In molte situazioni, saremo capaci a far rientrare il nostro livello di attivazione all’interno della finestra di tolleranza, altre volte, non riusciremo a trovare strategie di regolazione emotiva, che ci consentano di tornare all’interno della finestra dai tolleranza. Uno degli obiettivi della psicoterapia è quello imparare a riappropriarsi del controllo sulla propria emotività, di calmarci quando ci sentiamo troppo “attivati” e di attivarci quando ci sentiamo troppo “apatici” e di ampliare l’ampiezza della finestra di tolleranza, in modo tale che, per uscire dai confini della stessa, sia necessario un livello di iper o tipo attivazione elevato.

Uno degli obiettivi della psicoterapia è l’ampliamento della finestra di tolleranza delle emozioni: questa ci permetterà di confrontarci con gli eventi, piuttosto che evitarli, in modo tale che possano essere elaborati emotivamente. 

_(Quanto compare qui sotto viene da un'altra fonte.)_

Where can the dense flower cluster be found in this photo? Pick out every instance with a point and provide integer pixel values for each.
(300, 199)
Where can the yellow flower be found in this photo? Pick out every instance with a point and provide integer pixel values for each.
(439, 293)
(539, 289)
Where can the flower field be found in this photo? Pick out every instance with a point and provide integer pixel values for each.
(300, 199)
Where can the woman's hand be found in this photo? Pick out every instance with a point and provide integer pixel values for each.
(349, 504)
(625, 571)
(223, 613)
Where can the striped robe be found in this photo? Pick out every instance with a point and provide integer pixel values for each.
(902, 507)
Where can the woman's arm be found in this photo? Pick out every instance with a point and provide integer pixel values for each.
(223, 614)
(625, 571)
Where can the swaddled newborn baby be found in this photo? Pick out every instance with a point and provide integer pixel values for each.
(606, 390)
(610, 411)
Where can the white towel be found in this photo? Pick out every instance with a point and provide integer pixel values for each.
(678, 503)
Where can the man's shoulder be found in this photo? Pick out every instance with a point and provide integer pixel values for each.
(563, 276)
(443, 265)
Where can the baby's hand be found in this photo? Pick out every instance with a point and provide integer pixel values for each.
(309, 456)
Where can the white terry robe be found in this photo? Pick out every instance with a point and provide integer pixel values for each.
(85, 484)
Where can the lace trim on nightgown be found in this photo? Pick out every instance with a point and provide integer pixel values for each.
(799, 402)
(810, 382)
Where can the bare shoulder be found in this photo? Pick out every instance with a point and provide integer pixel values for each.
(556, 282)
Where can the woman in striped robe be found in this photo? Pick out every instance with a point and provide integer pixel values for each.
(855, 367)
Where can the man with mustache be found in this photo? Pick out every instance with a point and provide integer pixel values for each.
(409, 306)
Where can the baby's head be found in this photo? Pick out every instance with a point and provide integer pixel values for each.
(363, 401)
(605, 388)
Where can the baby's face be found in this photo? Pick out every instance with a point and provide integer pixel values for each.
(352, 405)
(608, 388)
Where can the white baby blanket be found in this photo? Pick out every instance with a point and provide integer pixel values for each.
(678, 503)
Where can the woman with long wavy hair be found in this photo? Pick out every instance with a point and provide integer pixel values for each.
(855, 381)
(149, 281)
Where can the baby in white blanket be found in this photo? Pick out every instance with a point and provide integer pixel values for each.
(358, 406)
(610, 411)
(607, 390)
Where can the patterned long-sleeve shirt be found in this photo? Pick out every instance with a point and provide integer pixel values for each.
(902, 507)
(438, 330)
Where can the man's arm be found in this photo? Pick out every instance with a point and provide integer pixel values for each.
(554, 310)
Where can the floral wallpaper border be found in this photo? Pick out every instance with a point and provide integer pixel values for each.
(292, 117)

Nel lavoro in psicoterapia favoriremo una posizione di osservazione sulle nostre sensazioni. Cerchiamo di dare un nome alle emozioni che viviamo, di comprenderne la funzione, le strategie utilizzate per gestirle, i bisogni non soddisfatti,  le emozioni permesse e quelle proibite in famiglia, impareremo a migliorare la nostra capacità di regolare le emozioni. Comprenderemo di cosa avremmo avuto bisogno, ad esempio, se da bambini ci siamo sentiti criticati, possiamo esserci sentiti tristi e inferiori e per silenziare la vergogna e il rifiuto dell’altro, abbiamo ricercato il successo per piacere e sentirci accettati dagli altri o fatto uso di sostanze per evitare di pensare alla nostra solitudine. La comprensione delle nostre emozioni ci aiuterà a sintonizzarci sulla mente delle persone per noi importanti, a conoscere i suoi pensieri, le sue emozioni, le motivazioni e le intenzioni, spesso celate dietro comportamenti aggressivi o di disinteresse, che non riusciamo a vedere.